Although it is reasonably well established that the variables discussed above (items 1-9 in the right column of Table 1) are vitally important to perceptual theory, the manipulation of single pitches in melodic context is useful in studying short term memory (STM, is generally regarded as lasting up to 20 seconds) for melody or parts of melody. Deutsch asked subjects to remember a tone as either identical to or different from an earlier tone. Presented between the two tones was either a series of six pitches or six spoken numbers. Deutsch found that the numbers created little interference in memory for the tone, but the intervening pitches caused severe interference. She also found that memory for the first tone could be enhanced by duplicating it with one of the intervening tones (she duplicated the second intervening tone). Long's study provided evidence for tonal interference, since her subjects more often remembered the correct tone when the melodies were briefer, that is when fewer intervening tones occurred between the first and second tones. Williams' investigation of STM required college music majors to sing a pitch previously heard as part of a 3, 5, or 7 pitch melody. The position (in the melody) of the pitch to be sung was identified for the subjects. Williams' results confirm Taylor's findings that the last parts of a melody are more easily remembered. He also included response delays in his study, and discovered that both longer delays and longer melodies resulted in greater loss of memory for the pitch. However, there was more loss of memory due to melody length than to response delays, thus supporting the theory that intervening pitches can create strong interference in short term memory.
It is too early to describe with theoretical models how results from psychomusicological research can account for the perceptual/cognitive activities required for the creative and recreative acts of composition and performance. But when that time arrives, the melody factors discussed in this article must be incorporated into the models.

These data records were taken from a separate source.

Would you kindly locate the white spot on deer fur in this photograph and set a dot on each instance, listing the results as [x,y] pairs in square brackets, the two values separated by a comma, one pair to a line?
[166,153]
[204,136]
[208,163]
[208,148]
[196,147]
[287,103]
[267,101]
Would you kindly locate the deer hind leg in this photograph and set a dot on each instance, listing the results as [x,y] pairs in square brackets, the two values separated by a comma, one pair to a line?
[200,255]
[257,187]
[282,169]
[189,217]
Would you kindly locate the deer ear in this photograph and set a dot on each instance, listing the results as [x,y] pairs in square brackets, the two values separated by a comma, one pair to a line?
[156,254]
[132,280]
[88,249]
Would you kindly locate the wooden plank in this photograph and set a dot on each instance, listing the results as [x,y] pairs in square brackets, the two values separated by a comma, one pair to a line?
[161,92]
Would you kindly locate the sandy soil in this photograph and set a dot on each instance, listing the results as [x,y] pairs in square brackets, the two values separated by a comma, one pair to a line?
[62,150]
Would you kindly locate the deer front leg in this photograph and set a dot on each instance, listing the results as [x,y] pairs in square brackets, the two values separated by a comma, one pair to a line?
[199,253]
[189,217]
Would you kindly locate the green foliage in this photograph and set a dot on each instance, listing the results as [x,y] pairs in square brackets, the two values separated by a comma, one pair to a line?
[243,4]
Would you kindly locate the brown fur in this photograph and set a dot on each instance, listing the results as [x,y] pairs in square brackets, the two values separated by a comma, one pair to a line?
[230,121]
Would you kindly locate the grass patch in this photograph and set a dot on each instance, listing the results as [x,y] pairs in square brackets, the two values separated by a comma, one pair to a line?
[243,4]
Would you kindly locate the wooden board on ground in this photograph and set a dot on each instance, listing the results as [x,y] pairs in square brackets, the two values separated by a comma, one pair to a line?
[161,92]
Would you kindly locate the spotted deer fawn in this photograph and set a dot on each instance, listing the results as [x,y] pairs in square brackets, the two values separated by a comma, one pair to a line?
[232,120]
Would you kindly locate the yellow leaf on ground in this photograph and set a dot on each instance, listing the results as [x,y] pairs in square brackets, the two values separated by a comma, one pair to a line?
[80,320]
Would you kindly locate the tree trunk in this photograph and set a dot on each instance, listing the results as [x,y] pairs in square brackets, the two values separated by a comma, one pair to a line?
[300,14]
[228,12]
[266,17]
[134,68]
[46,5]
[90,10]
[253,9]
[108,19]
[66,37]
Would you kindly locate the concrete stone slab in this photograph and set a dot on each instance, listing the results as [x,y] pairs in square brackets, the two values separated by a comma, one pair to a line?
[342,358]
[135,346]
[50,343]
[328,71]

Finally, it seems clear that trained musicians have the advantage over untrained musicians in terms of hearing accurately melodic structures as they unfold across time. This accuracy stems from an ability to hear more in the music; that is to be able to make better use of the information it conveys. Although musical training refines one's perception, all the melody variables discussed above are real factors that temper perception, even for musicians. This being true, it is a mistake to believe that music notation is a faithful representation of how that music is heard. Additional psychomusicological research may improve our understanding of this dichotomy.